Cadmium- and iron-stress-inducible gene expression in the green alga Chlamydomonas reinhardtii: evidence for H43 protein function in iron assimilation.

Early transcriptional responses of a cell wall-deficient mutant of the green alga Chlamydomonas reinhardtii to heavy-metal stress have been investigated using the method of mRNA differential display. We have identified, sequenced, and quantified the induction of a number of transcripts that are up-regulated by a brief (2-h) exposure to 25 microm cadmium chloride, including one transcript which is also highly responsive to iron (Fe) deficiency. These transcripts represent both nuclear- and chloroplast-encoded genes, and include both novel genes and genes with known or suspected functions. Among these is a gene with significant homology to HCR1, a high-CO(2)- and Fe-deficiency-inducible gene from Chlorococcum littorale.
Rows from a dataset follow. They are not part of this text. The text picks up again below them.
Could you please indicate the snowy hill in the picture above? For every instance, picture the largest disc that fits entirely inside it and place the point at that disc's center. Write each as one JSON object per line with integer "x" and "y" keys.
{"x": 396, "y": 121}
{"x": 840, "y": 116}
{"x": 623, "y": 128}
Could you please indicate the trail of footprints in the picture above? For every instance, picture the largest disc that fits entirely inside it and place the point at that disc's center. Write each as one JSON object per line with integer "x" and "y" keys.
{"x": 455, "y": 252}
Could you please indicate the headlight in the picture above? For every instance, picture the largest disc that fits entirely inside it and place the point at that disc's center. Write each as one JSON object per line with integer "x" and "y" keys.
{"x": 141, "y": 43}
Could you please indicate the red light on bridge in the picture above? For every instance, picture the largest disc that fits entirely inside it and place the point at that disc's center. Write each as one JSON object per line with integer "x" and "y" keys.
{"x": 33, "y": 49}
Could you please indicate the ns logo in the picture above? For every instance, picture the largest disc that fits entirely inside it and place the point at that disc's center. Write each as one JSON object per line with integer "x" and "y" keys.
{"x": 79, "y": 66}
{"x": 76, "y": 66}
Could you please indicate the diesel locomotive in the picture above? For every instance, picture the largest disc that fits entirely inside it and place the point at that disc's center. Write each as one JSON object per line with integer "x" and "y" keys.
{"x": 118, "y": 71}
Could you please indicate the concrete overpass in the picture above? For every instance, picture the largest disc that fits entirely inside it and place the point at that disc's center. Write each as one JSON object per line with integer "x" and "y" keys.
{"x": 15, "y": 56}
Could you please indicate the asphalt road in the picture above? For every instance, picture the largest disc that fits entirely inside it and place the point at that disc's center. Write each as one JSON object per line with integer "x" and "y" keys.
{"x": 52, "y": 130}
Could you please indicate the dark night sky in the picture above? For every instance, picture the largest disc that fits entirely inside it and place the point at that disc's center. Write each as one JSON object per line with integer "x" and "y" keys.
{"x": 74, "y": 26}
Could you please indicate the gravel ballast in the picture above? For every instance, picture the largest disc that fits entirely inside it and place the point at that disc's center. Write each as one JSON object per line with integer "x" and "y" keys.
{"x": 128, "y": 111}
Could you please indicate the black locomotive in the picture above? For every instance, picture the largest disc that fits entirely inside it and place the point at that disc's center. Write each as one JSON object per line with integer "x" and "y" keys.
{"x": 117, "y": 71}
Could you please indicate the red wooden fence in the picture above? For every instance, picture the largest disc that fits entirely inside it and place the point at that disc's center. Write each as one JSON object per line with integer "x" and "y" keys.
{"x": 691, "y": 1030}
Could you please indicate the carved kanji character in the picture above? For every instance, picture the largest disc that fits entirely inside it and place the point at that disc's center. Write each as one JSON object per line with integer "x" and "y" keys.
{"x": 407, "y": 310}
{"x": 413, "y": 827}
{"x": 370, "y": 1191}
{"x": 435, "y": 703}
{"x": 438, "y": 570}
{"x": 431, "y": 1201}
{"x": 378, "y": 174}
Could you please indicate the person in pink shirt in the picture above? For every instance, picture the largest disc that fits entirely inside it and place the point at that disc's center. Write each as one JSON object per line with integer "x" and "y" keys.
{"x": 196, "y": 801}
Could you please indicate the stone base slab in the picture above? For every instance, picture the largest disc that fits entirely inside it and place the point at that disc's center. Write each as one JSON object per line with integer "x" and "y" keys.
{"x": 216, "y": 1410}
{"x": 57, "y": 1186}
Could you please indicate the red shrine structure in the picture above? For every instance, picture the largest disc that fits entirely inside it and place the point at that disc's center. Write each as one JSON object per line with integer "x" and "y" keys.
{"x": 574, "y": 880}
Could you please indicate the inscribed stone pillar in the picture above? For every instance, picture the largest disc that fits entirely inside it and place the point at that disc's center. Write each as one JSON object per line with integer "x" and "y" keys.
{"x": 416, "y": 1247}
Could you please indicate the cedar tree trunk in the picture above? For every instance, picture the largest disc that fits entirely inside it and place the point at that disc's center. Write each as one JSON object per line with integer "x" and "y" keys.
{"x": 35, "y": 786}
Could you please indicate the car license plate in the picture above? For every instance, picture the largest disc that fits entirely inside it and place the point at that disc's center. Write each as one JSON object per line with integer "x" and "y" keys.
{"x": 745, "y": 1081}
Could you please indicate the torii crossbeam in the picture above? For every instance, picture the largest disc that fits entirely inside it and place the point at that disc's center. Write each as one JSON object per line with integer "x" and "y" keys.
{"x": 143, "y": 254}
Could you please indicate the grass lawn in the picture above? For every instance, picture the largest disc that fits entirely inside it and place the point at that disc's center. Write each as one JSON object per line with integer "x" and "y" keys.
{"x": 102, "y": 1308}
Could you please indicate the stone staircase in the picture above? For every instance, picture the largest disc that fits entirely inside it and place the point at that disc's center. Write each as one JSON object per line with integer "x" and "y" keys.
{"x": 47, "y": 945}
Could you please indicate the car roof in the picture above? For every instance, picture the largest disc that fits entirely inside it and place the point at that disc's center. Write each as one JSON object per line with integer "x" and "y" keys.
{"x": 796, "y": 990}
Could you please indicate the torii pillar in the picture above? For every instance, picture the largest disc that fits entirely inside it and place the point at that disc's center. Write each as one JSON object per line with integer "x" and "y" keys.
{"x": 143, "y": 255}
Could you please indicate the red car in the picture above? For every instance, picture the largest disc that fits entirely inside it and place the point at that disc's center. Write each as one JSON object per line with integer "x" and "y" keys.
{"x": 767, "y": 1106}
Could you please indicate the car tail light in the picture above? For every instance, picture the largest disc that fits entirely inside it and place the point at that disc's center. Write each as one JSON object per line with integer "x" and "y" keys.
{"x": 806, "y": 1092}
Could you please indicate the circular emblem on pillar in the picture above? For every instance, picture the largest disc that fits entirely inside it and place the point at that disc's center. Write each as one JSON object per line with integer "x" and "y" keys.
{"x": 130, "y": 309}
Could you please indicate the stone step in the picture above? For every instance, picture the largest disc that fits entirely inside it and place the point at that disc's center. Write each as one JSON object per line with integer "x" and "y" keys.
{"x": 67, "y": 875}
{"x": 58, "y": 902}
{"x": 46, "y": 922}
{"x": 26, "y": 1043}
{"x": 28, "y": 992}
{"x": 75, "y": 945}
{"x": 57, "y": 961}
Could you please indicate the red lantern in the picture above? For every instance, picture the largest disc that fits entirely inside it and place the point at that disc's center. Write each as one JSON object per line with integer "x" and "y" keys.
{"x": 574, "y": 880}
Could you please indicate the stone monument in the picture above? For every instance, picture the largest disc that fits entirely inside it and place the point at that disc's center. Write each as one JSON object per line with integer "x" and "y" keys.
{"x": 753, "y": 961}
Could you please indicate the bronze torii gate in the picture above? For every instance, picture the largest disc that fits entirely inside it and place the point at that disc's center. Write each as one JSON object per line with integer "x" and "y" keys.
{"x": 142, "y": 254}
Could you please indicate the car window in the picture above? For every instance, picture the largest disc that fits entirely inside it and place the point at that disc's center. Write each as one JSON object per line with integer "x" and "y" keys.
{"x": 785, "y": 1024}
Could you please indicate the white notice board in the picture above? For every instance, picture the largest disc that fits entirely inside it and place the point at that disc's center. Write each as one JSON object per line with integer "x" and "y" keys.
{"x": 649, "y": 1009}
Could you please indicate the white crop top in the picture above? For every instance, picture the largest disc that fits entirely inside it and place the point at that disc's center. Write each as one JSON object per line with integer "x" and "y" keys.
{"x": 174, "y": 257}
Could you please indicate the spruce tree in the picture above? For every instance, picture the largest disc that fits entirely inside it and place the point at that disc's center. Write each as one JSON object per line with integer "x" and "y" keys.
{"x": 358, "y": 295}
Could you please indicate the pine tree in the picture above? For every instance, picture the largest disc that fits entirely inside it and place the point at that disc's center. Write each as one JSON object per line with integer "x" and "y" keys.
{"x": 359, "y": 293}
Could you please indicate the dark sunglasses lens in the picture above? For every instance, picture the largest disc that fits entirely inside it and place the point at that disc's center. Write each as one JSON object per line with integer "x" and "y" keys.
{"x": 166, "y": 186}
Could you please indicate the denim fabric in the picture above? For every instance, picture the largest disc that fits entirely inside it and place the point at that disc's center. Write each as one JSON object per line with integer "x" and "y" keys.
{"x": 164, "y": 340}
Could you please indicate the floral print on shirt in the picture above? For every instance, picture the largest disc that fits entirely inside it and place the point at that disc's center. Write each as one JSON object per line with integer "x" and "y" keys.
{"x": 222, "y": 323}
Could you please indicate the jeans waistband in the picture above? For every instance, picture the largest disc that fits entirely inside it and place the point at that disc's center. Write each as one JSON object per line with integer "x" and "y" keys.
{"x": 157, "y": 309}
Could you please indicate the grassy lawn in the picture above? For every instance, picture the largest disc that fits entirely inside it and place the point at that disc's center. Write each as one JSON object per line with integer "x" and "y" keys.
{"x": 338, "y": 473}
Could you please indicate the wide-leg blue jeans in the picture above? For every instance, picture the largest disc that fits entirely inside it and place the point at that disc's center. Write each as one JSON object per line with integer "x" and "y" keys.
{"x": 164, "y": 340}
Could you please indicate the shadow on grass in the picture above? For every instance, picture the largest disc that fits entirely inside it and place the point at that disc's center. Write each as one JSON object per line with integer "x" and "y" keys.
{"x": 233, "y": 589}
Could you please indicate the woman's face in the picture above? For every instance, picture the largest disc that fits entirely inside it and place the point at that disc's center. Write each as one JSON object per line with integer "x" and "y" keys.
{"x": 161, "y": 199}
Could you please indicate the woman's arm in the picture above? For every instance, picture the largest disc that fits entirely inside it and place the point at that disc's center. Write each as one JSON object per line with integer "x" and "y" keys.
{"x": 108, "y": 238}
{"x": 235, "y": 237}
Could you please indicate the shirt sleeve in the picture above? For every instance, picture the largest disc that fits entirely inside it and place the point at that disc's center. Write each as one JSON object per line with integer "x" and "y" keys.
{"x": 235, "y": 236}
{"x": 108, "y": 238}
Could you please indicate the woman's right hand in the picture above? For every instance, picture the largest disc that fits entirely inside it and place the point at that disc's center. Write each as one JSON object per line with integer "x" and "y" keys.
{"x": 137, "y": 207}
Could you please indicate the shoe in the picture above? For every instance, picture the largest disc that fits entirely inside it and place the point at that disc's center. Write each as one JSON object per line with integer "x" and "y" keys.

We further characterized the regulation of the HCR1-like gene ( H43) and found that this transcript is also induced by Fe-depletion of the medium. Heterologous expression of H43 in the Fe-uptake mutant fet3fet4 of Saccharomyces cerevisiae resulted in partial suppression of the slow-growth phenotype of this mutant in minimal medium, and resulted in a 2-fold increase in Fe accumulation per cell. Our results demonstrate the utility of Chlamydomonas cw(-) strains for functional genomics studies of metal stress. The magnitudes of induction and functional analyses suggest possible utility for these genes in the study of metal stress sensing in green plants and development of novel Fe acquisition and phytoremediation strategies.